The Interconnected Histories of Labour and Homelessness
Jessica Gerrard

This paper examines the interconnections between the history of homelessness and the history of labour in Australia. Taking a purposeful broad scope, focusing on the nineteenth and early twentieth centuries, the paper explores the ways in which homelessness is central to the history of work and labour. Drawing on the mythology attached to the swag and swagmen in Australian popular culture as its starting point, this paper demonstrates the need to understand the diverse experiences and meanings of homelessness – across specific contexts and times – as connected to the shifting cultures and practices of work, and associated gender and race relations in Australia’s settler colonial context.

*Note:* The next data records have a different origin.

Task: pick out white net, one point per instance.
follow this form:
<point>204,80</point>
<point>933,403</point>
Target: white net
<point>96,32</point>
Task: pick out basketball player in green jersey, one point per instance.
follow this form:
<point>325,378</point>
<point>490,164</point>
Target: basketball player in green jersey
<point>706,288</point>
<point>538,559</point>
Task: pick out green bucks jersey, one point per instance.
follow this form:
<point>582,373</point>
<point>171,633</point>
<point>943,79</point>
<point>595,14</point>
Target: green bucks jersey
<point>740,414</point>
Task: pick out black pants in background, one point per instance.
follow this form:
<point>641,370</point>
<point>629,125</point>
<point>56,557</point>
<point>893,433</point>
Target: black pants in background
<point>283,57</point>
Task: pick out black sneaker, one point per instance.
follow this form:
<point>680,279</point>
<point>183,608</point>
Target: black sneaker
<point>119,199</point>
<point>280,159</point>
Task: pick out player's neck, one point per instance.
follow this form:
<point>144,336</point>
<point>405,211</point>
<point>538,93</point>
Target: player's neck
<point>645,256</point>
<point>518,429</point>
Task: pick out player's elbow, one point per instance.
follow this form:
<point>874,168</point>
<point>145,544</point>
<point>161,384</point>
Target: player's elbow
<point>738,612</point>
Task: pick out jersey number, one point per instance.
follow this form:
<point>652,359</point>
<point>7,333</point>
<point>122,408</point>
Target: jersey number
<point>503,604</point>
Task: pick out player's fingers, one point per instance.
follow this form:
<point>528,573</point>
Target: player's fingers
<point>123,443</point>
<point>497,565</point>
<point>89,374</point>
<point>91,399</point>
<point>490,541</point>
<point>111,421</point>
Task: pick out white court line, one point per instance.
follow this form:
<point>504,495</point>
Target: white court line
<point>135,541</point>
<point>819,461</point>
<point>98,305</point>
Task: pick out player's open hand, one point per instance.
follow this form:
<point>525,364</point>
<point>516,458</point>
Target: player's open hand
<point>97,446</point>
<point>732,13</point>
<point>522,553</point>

“A Miserable Sectarian Spirit”: Sectarianism and the Women’s Movement in Early Twentieth-Century New South Wales
Laura Rademaker

This article examines the sectarianism that divided feminist organisations in early twentieth-century NSW. In 1903, the Catholic feminist Annie Golding took legal action against the Protestant paper, The Watchman, accusing it of libel. Through an examination of the five leading women embroiled in the Golding affair, this article shows that women activists saw women’s political loyalties as potentially divided, not only by questions of labour or free trade but also by religion. Although the feminist organisations the Women’s Suffrage League (WSL) and Women’s Progressive Association (WPA) each claimed non-sectarian status, in the debates surrounding the Golding case, their leadership proved willing to appeal to sectarian prejudices. When religious presses claimed to find sectarian division among women’s organisations, leading feminist women themselves also quickly attributed their differences to religion and exploited what they considered women’s natural piety for political gain. These findings contribute to a growing scholarship on the religious dimensions of women’s public activism, revealing complex interactions between religion, politics, class and gender.